Недругами Чавеса поездка в Гавану была интерпретирована самым подлым образом. В газетах появились фотографии, на которых он обнимался с Фиделем, и комментарий, что они создают в Южной Америке партизанскую армию.
До сего дня дружеские отношения между Чавесом и Фиделем для оппозиционеров — сильнейший раздражающий фактор, подобный красной тряпке для быка. «Чавес полностью зависит от кубинского диктатора, выполняет все его указания даже вопреки интересам венесуэльского народа» — эти обвинения звучат постоянно. Чавес парирует: «Я уже говорил: для меня Фидель как отец. Он для меня — обязательная точка отсчёта».

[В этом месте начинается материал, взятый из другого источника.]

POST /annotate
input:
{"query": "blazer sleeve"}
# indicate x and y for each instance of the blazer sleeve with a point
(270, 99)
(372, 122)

Как бы ни возмущался Чавес клеветнической кампанией в СМИ, его поездка в 1994 году по странам Латинской Америки была больше чем просто «ознакомительной» и важнее, чем «установление полезных связей». Создание «Боливарианского интернационала» близких по духу партий на континенте — вот что он вынашивал в качестве международного проекта, дополняющего «домашний проект» — демонтаж прогнившей Четвёртой республики и создание Боливарианской республики Венесуэла. Та поездка показала, что память о мрачной эпохе военно-диктаторских режимов в регионе, болезненные процессы восстановления демократии в странах, переживших разгул репрессий и террора, негативно сказались на общественном интересе к его визиту. К нему отнеслись как к типичному «путчисту», не слишком разбираясь в тонкостях его политической программы. Выступлениями Чавеса в Буэнос-Айресе заинтересовались немногие, хотя в малотиражной левоцентристской прессе его подавали как «идейного продолжателя Перона». Журналист, показав Чавесу на полупустой зал, сказал не без иронии:
— Команданте, вам будет очень трудно создать боливарианский интернационал с такими кадрами. Их очень немного и почти всем перевалило за пятьдесят.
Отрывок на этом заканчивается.